Number 1. Occasionally reprogram my default setting.  Being me is good, and houses need managers.  But, play is good too.  Not just because we are told by great moms to whom it comes naturally, but because it is good for my soul. It is fun to play, imagine, teach, and create. I need it and Ellie does too.  

Number 2: It is in the tension we find peace. God is in the tension. In fact, I think that is the hardest thing to trust. We are uncomfortable with tension and want God to be an either/or when in fact, he is a both/and a lot of times. It’s like a rubber band stretched between two points. And without the tension, we can get too focused on the points instead of the tension.

For example, it isn’t good to just look at death. I know a lot of people that do.

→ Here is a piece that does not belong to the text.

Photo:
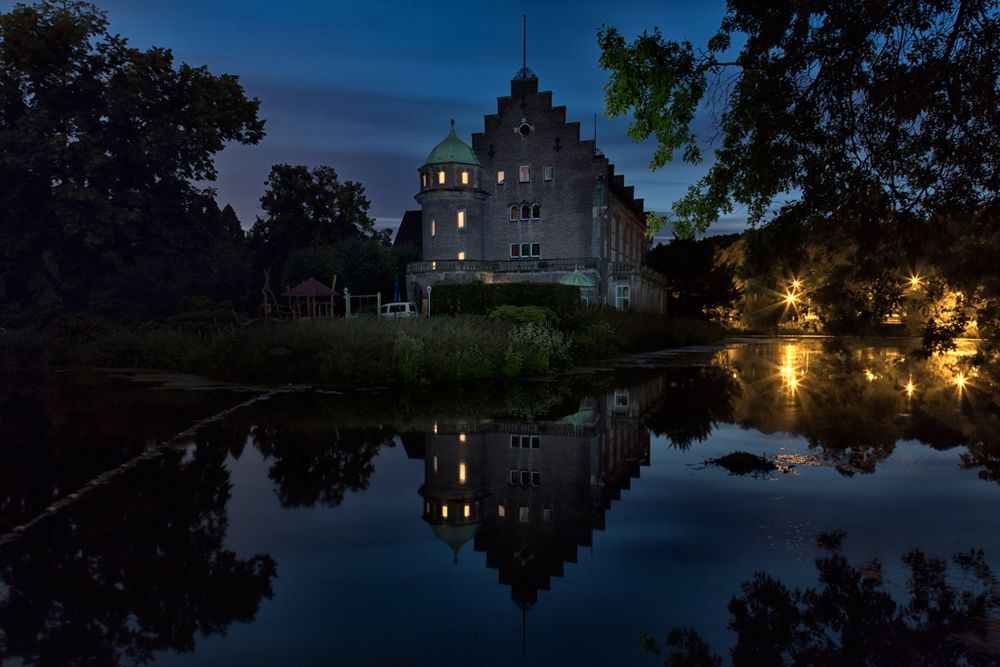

They are frantic for a cure, they are counting down the days and forgetting to live life. But I also know people that think they are invincible. That live like they, or their children, are guaranteed tomorrow. Neither fixed point is good. It is in the truth of both points God stretches across.  It is the very truth that we are going to die that makes us want to live. 

So somehow, it is the very tension in which I must rest.